De aluminio são os livros. É em folhas de aluminio
que se escreve.
A
era da electricidade se caracteriza, essencialmente, pelo
emprego da electricidade em todas as formas de energia. Energia
luminosa: tudo se iluminna electricamente. Energia chimica:
tudo deriva da electricidade. Energia thermica: tudo se aquece
ou se resfria pela electricidade. Energia mecanica: tudo se
movimenta pela electricidade.
Servindo
para tudo, a energia electrica passa a ser a nova moeda. O
ouro e as suas representações são formas
obsoletas de medir valores. A moeda, no anno 2000, é,
tambem, a energia electrica. Pagam-se as compras em kilowatts.
Paga-se o trabalho en kilowatts.
A
revolução trazida é principalmente nos
habitos. Continúa a haver desigualdades sociaes. Ha
ricos, possuidores de milhões de killowatts-horas,
remediados, que têm alguns milhares de unidades de energia;
e pobres, que dispõem apenas de algumas unidades. É
verdade que não ha mais fome, desde a adopção
do trabalho obrigatorio minimo, nas usinas distribuidoras
de energia. Mas as questões sociaes continuam.
Muitos
pretendem estender o dominio da actividade industrial do Estado.
Parece-lhes insufficiente o monopolio governamental das usinas
geradoras e distribuidoras de energia.
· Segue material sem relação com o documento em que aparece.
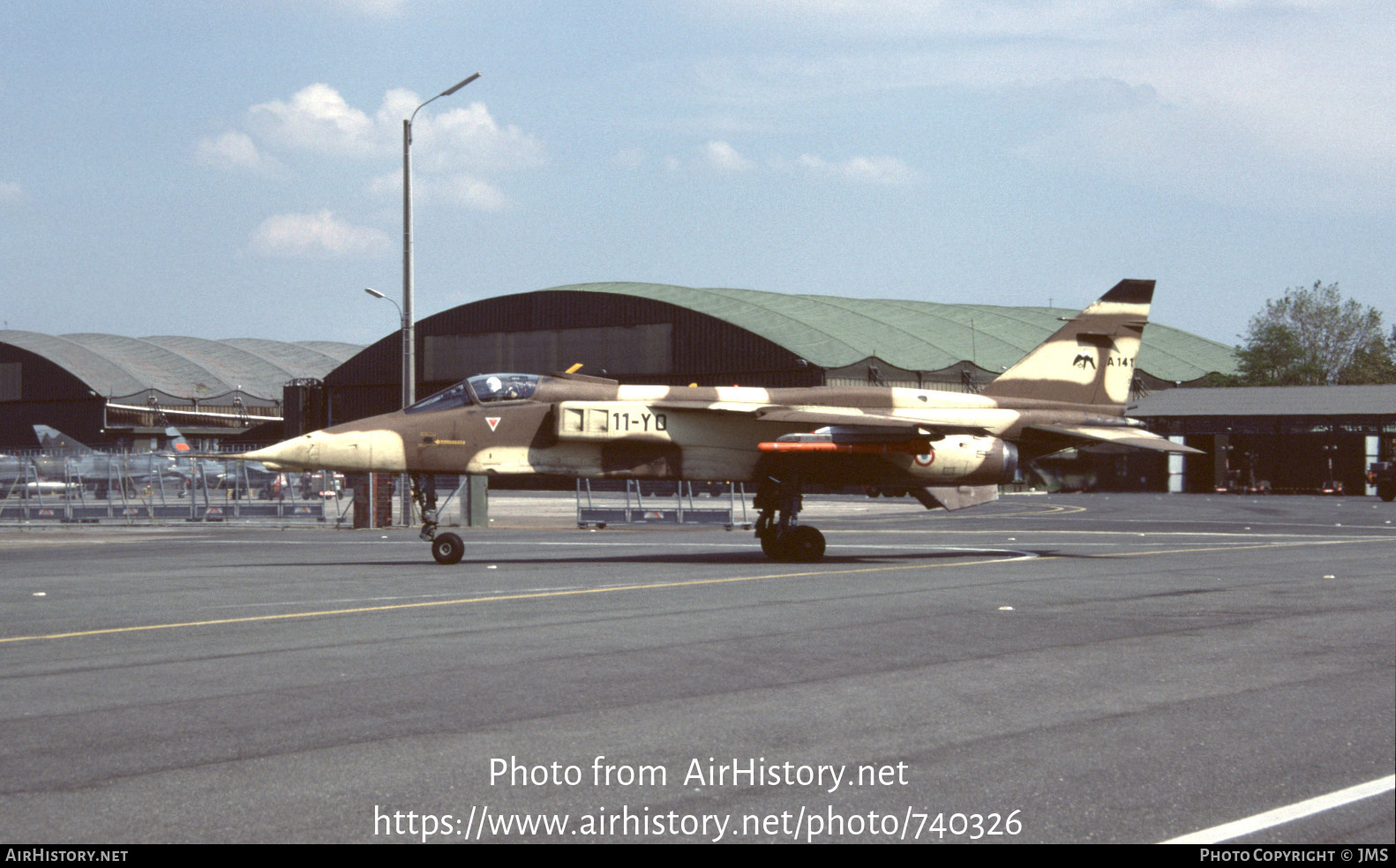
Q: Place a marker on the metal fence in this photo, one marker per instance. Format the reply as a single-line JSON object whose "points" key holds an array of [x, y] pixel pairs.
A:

Começou a questão
a proposito da regularização do clima. Uma vez
reservada para o Estado a faculdade de provocar as chuvas
pela energia irradiada ás nuvens, determinando-lhes
a condensação, pareceu a muitos que se deveriam
ampliar ainda mais as horas de trabalho obrigatorio minimo,
servir-se-ia melhor a colectividade minima do trabalho. Só
haveria vantagens nisso.
Objectam,
porém, alguns ser o caso das usinas de energia, evidentemente,
especial. Da mesma forma, o da distribuição
das chuvas, vantajosamente affecto ás autoridades,
para beneficio geral. A Repartição das Chuvas,
dispondo de todo o serviço official de estatistica,
e em connexão com os demais repartições
do Ministerio da Agricultura, é uma organização
que se resolveu dever ser do Estado. Ampliar, porém,
ainda mais os serviços governamentaes, numa socialização
progressiva de todas as actividades, não merece as
sympathias de um grupo numeroso. Já todos os homens
e todas as mulheres, maiores de 18 annos, são obrigados
a um serviço diario de 2 horas. Breve serão
3 horas. Onde se irá para nesse caminho? Invocam-se
contra as idéias de socialização os velhos
principios da liberdade individual. A questão está,
assim, longe de ser resolvida
. . . . .
Sonho?
- Sim. Mas o sonho de hoje poderá ser, amanhã,
realidade. Sabe-se lá até onde nos levará
a evolução que hoje se processa tão acceleradamente?